How the malware got into the point-of-sales systems in the first place remains unknown and is likely an area the investigation by Earl Enterprises will scrutinise.
Earl Enterprises is the parent company of Planet Hollywood, which may have been affected by the breach in three cities (New York, Las Vegas and Orlando). Other potentially affected brands include Buca di Beppo, Earl of Sandwich, Mixology, Chicken Guy! and Tequila Taqueria. Buca di Beppo was hit particularly hard.
KrebsOnSecurity, contacted Buca di Beppo after determining that many of the restaurant's locations were involved in a data breach. It traced a large batch of stolen cards that appeared on Joker's Stash, a site that sells stolen bank cards, back to the company.
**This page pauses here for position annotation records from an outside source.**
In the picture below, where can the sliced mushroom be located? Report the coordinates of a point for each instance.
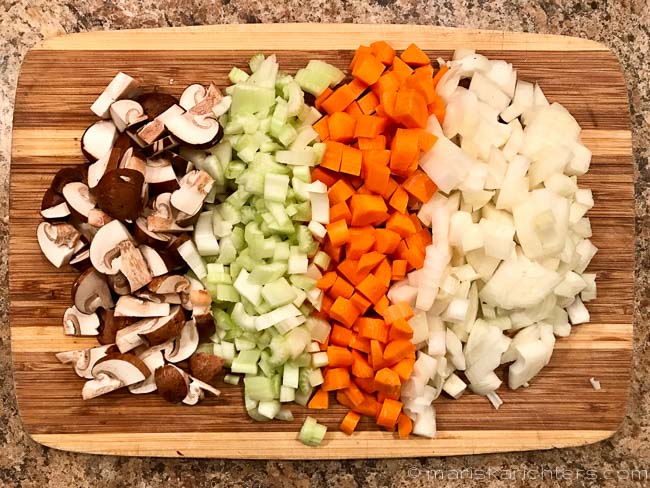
(98, 218)
(166, 328)
(206, 367)
(129, 337)
(58, 242)
(129, 306)
(90, 292)
(76, 323)
(119, 193)
(104, 252)
(118, 283)
(126, 113)
(154, 359)
(155, 262)
(115, 371)
(197, 389)
(85, 359)
(173, 384)
(58, 211)
(110, 325)
(79, 199)
(81, 260)
(145, 236)
(200, 130)
(98, 139)
(184, 345)
(169, 284)
(195, 185)
(121, 86)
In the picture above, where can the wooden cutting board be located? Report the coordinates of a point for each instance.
(61, 77)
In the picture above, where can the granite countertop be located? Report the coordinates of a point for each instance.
(623, 25)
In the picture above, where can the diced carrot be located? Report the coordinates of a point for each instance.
(341, 127)
(383, 52)
(372, 288)
(368, 103)
(326, 176)
(404, 368)
(338, 232)
(384, 273)
(322, 97)
(339, 357)
(341, 288)
(326, 282)
(351, 161)
(339, 100)
(332, 157)
(399, 200)
(368, 210)
(397, 350)
(420, 186)
(389, 413)
(360, 366)
(320, 400)
(336, 379)
(350, 422)
(386, 241)
(344, 312)
(387, 382)
(322, 128)
(414, 56)
(368, 261)
(404, 426)
(366, 143)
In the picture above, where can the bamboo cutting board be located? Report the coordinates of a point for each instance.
(60, 79)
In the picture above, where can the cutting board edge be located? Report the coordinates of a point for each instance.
(365, 445)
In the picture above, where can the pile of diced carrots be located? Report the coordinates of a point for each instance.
(374, 133)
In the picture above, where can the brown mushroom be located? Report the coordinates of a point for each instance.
(205, 366)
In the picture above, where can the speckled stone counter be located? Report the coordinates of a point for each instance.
(623, 460)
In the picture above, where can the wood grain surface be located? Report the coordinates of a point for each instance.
(61, 77)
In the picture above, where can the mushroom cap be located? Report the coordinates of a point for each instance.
(119, 193)
(103, 248)
(98, 139)
(205, 366)
(90, 292)
(155, 103)
(172, 383)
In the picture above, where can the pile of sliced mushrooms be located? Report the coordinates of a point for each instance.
(124, 220)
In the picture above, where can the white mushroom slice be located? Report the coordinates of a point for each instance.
(104, 252)
(129, 306)
(99, 138)
(195, 185)
(121, 86)
(85, 359)
(76, 323)
(98, 218)
(169, 284)
(184, 345)
(126, 113)
(192, 95)
(129, 338)
(154, 359)
(90, 292)
(58, 242)
(133, 265)
(194, 129)
(196, 391)
(155, 262)
(59, 211)
(115, 371)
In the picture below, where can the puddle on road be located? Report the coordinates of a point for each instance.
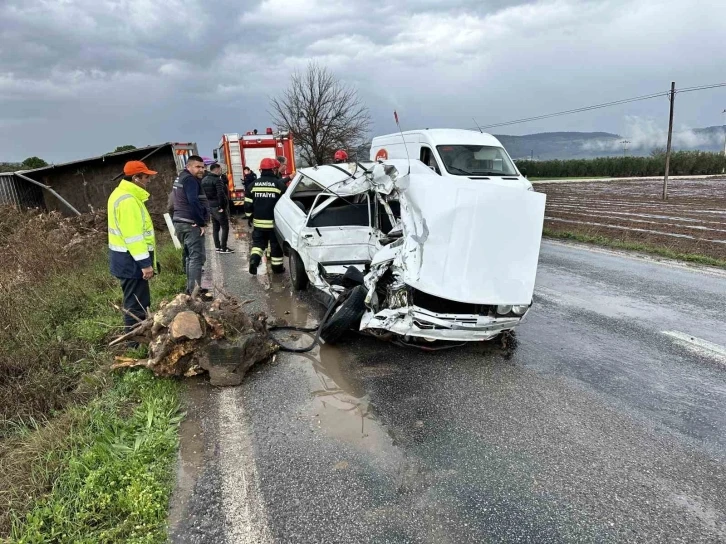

An analysis of the batch, nicknamed the "DaVinci Breach", revealed that the zip codes and cities from which the cards were stolen matched up with locations of Earl Enterprises restaurants. KrebsOnSecurity contacted Buca di Beppo in February about the suspected hack, and the company announced it recognised the 10-month breach on 29 March.
The dates in which each restaurant was breached vary. No locations outside of the United States were involved.
The malware collected card numbers, expiration dates and possibly even cardholder names. However, online orders placed through a third-party platform were not affected by the hack.
The company encouraged customers to review their bank statements and notify their bank in the case of suspicious activity. It has also released a list of potentially affected restaurants so customers can determine if their information could be at risk.